Monday, June 30, 2008

MRSA deep clean a waste? Not really.

The headline blared, PATIENTS STILL AT RISK FROM MRSA DESPITE 57 MILLION POUND DEEP CLEAN'. The entire premise, I thought, was so bizarre. The idea that a one-time cleaning of something would prevent the return of contamination. If this was true, my 5 year old son would be overjoyed. He could take a bath in June and be set for the entire summer.
MRSA infection is a complex problem that is not to be eradicated with a one shot effort. Simple solutions, those sometimes promoted by press and politicians, are part of the answer, but not the entire answer. Maybe that's because staph bugs don't read the newspaper or listen to political speeches. Otherwise they would know to completely leave the hospital and never return following the 'deep clean'.
The headline in question appeared in the UK's Independent, written by Brian Brady and Jane Merrick:
Thousands of patients will remain at risk from superbugs, despite a £57m "deep clean" of hundreds of hospitals, because a vital screening programme will not be put in place for at least a year.
One of the world's leading experts on hospital-acquired infections (HAIs) warned yesterday that every one of the hospitals cleaned under Gordon Brown's flagship health policy will be back to square one as soon as the cleaners finish, because no one is stopping bacteria such as MRSA and Clostridium difficile from coming into the buildings.
Professor Hugh Pennington of Aberdeen University said the deep-clean programme would be "an expensive waste of resources".
The thought that a one time deep cleaning would end Hospital acquired Infections is naive at best, dangerous at worst. Professor Pennington' s assertion that MRSA infections are not "...environmental..." depends on what your definition of environmental is.

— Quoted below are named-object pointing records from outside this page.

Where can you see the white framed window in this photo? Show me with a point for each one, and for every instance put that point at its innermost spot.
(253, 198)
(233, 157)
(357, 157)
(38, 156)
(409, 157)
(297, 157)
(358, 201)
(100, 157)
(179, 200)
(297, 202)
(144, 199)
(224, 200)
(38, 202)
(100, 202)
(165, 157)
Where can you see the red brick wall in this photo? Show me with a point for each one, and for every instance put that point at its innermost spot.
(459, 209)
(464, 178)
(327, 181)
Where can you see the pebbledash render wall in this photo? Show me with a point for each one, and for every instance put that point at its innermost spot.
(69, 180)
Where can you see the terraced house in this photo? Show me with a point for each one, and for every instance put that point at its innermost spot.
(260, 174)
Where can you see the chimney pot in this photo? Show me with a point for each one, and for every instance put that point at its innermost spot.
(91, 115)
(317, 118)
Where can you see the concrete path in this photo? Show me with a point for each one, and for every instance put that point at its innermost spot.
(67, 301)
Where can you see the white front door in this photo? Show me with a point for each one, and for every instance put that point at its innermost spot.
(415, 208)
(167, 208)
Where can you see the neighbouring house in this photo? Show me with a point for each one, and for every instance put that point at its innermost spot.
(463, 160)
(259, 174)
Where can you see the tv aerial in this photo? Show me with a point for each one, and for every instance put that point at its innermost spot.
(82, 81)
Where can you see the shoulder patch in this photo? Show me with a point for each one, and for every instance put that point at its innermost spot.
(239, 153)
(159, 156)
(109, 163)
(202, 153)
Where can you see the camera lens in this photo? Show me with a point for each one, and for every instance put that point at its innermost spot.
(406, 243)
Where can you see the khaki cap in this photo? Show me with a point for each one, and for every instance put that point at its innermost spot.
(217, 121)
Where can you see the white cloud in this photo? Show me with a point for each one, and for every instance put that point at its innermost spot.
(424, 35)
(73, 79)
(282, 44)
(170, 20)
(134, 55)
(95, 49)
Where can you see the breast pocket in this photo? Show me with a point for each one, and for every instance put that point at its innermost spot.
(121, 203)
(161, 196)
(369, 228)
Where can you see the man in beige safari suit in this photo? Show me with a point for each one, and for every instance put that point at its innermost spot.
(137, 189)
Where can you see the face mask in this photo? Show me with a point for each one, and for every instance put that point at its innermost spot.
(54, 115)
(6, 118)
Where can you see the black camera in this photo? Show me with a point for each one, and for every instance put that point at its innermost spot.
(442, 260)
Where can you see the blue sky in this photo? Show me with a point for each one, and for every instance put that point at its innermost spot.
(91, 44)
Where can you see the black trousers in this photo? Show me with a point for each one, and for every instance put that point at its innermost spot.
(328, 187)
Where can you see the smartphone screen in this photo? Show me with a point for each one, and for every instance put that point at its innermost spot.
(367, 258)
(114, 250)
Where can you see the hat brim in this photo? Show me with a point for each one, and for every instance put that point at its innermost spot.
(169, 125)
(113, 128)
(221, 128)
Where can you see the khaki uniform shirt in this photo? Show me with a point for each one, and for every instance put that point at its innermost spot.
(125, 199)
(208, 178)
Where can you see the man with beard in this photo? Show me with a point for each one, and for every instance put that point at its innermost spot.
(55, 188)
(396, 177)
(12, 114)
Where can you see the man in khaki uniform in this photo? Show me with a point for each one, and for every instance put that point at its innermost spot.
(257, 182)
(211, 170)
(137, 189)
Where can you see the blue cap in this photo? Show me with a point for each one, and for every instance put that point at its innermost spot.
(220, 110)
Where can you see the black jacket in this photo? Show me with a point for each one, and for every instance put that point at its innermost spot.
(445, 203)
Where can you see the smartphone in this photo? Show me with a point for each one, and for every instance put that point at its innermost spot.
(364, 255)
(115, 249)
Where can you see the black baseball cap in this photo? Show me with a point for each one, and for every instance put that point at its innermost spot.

"Professor Pennington said: "Politicians get hung up on cleaning, but the major issue isn't environmental; it is people bringing the bugs into hospitals. Once the bacteria hit the floor they die off. The natural home of MRSA is either in infected patients or up the noses of the rest of us, so that is what they should be attacking."

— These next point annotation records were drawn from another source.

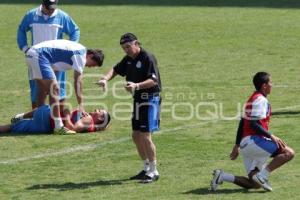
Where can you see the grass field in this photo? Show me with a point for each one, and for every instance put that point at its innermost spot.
(207, 56)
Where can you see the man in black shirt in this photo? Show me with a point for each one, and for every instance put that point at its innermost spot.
(139, 67)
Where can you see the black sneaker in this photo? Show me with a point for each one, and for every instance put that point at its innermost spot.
(139, 176)
(149, 179)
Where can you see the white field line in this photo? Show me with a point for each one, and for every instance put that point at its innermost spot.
(90, 147)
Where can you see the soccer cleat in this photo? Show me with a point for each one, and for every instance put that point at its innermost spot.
(63, 131)
(215, 182)
(150, 177)
(15, 119)
(139, 176)
(262, 181)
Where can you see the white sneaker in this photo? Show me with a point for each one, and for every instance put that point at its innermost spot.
(215, 182)
(150, 177)
(262, 181)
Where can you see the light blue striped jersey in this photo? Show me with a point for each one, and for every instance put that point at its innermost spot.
(43, 27)
(62, 54)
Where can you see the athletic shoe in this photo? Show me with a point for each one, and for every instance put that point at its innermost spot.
(15, 119)
(139, 176)
(215, 182)
(63, 131)
(150, 177)
(262, 181)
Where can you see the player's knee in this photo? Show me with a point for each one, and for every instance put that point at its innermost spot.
(290, 153)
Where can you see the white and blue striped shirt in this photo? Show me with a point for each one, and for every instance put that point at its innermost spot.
(62, 54)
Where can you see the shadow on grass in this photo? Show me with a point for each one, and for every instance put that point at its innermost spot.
(205, 3)
(74, 186)
(206, 191)
(22, 134)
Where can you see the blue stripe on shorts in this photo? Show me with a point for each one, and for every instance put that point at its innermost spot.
(265, 143)
(153, 113)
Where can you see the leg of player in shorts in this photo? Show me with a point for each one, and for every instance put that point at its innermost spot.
(40, 70)
(61, 79)
(40, 123)
(144, 122)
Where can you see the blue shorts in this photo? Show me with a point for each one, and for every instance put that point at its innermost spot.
(39, 67)
(61, 79)
(40, 123)
(146, 114)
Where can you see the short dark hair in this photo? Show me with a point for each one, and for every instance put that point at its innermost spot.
(50, 4)
(98, 55)
(127, 37)
(104, 124)
(260, 78)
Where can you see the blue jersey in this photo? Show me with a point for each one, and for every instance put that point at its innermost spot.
(60, 55)
(43, 27)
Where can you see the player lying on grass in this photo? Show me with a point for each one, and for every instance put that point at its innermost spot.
(255, 142)
(40, 121)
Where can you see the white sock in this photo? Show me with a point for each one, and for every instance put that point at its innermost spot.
(146, 165)
(227, 177)
(152, 166)
(265, 172)
(58, 123)
(21, 115)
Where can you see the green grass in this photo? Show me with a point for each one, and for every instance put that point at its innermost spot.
(205, 54)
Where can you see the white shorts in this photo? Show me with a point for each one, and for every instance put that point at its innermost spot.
(38, 66)
(256, 150)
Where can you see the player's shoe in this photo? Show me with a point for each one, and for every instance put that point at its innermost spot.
(215, 182)
(150, 177)
(140, 176)
(262, 181)
(63, 131)
(15, 119)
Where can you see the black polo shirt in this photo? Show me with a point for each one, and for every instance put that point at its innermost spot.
(143, 67)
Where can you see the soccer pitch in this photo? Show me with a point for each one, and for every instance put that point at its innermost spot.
(207, 55)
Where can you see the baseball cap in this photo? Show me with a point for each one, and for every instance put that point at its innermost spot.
(127, 37)
(98, 55)
(50, 4)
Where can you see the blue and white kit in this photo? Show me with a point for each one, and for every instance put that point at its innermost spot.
(43, 28)
(55, 55)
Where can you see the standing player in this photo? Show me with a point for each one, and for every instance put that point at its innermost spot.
(46, 23)
(255, 141)
(143, 79)
(59, 55)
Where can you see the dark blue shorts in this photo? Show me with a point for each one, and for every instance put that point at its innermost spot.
(146, 114)
(61, 79)
(40, 123)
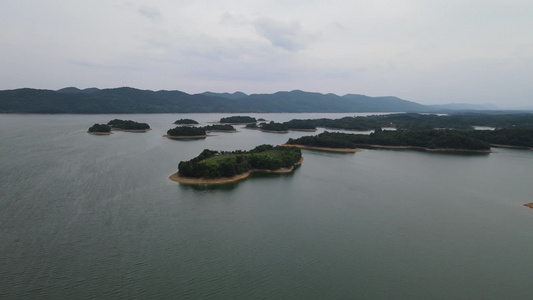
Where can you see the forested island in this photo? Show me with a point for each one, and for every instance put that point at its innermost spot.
(421, 121)
(128, 125)
(217, 167)
(430, 140)
(186, 122)
(220, 128)
(186, 132)
(236, 120)
(100, 129)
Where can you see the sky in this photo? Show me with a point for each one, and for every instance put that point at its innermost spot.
(426, 51)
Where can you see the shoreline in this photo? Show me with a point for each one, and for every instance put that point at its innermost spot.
(224, 180)
(329, 149)
(182, 137)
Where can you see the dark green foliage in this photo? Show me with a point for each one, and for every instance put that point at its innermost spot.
(213, 164)
(238, 120)
(186, 131)
(300, 124)
(432, 139)
(100, 128)
(185, 121)
(517, 137)
(422, 121)
(225, 127)
(128, 125)
(272, 126)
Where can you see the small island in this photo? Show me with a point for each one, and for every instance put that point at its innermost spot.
(238, 120)
(219, 128)
(100, 129)
(128, 125)
(274, 127)
(186, 122)
(217, 167)
(185, 132)
(428, 140)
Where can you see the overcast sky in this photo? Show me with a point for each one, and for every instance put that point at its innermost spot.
(427, 51)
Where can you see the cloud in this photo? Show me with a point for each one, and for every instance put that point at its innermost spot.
(150, 12)
(288, 36)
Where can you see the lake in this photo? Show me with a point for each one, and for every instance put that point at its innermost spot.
(96, 217)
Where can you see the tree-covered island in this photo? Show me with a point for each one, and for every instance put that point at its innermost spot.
(100, 129)
(186, 132)
(186, 122)
(430, 140)
(218, 167)
(236, 120)
(128, 125)
(219, 128)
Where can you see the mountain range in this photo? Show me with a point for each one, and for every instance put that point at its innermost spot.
(131, 100)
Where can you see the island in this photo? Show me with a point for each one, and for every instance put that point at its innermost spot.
(428, 140)
(219, 128)
(128, 125)
(186, 122)
(100, 129)
(274, 127)
(220, 167)
(238, 120)
(186, 132)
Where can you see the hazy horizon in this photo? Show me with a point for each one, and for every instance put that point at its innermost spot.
(429, 52)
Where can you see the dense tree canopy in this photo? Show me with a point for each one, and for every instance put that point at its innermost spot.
(238, 120)
(213, 164)
(432, 139)
(185, 122)
(128, 125)
(186, 131)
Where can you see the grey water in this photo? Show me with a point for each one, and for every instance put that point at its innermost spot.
(96, 217)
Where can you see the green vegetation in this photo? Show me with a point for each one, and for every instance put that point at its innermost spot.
(300, 124)
(185, 122)
(128, 125)
(130, 100)
(100, 128)
(515, 137)
(217, 127)
(422, 121)
(186, 131)
(272, 126)
(238, 120)
(214, 164)
(431, 139)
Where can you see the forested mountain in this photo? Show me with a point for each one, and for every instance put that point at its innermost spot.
(130, 100)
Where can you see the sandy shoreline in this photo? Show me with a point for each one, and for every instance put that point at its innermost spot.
(426, 149)
(223, 180)
(343, 150)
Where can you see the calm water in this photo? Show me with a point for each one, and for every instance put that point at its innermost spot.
(96, 217)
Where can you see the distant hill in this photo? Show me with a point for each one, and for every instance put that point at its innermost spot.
(465, 106)
(130, 100)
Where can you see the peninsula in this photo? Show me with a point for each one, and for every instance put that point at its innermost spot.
(217, 167)
(428, 140)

At VIGILAIR we stress that all infections are environmental. A good example of MRSA as an environmental pathogen
is found in an article published in the journal of the Hospital infection Society-- 'Ventilation grilles as a potential source of methicillin-resistant Staphylococcus aureus causing an outbreak in an orthopaedic ward at a district general hospital', (1998) 39: I 27-I 33).
This article showed how MRSA was being distributed in a hospital via the ventilation system. While it is true that most MRSA is introduced into the hospital by visitors, patients and staff, environmental controls are key in removing these pathogens from the environment. Pennington's statement that MRSA bacteria die when they hit the floor is contradicted by a large body of research. The November 2006 issue of Infection Control and Hospital Epidemiology contains a report on MRSA survival that is typical of this research:
"We examined the duration of survival of 2 strains of methicillin-resistant Staphylococcus aureus (MRSA) on 3 types of hospital fomites. MRSA survived for 11 days on a plastic patient chart, more than 12 days on a laminated tabletop, and 9 days on a cloth curtain."

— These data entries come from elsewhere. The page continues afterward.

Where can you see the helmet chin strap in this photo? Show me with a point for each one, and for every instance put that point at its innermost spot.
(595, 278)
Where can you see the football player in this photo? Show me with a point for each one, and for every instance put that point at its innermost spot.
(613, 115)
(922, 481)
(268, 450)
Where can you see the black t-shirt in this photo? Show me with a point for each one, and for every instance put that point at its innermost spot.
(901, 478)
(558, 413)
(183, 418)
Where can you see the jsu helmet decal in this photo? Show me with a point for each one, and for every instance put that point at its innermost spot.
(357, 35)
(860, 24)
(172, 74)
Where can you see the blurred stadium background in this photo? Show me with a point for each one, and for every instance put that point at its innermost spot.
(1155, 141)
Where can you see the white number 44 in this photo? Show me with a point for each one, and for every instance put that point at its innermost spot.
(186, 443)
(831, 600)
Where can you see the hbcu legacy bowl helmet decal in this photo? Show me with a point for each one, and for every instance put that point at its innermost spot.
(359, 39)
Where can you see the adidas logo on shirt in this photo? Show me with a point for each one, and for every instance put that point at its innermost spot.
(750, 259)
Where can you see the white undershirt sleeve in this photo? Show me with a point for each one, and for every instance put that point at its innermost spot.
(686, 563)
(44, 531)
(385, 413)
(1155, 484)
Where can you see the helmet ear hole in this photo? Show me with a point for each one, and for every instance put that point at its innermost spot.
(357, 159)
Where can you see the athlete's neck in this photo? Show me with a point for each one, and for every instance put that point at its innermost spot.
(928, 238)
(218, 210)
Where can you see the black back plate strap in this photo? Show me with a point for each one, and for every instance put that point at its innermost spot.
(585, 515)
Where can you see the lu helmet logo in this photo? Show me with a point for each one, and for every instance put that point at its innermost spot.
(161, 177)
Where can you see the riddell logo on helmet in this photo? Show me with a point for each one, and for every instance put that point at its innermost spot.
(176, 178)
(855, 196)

Ignoring the care environment in the fight against MRSA is short sighted. The strategy that we recommend acknowledges that the environment plays a significant role in hospital acquired infection and that several tactics must be employed together to be successful.
We've been able to culture Staph from the cooling coils of hospital HVAC units. Psuedomonas, Staph and many other bacteria are taken from patient care areas, and then find an excellent breeding ground in the dark, cool and food rich home in hospital ventilation systems.
VIGILAIR technology removes the HVAC as a reservoir for pathogens by disinfecting the HVAC system. VIGILAIR UVGI deactivates bacteria, fungi and viruses on surfaces as well as in the air. Importantly, this protection is constant.
Unlike one time cleanings the germicidal irradiation of cooling coils continues 24 hours a day, VIGILAIR technology is no silver bullet, either. It must be used in tandem with hand washing and 'deep cleaning'. The combination of these efforts is the best way to remove these pathogens. Any one of these tactics used in isolation will provide only a temporary relief, because hospital acquired infections are environmental by nature.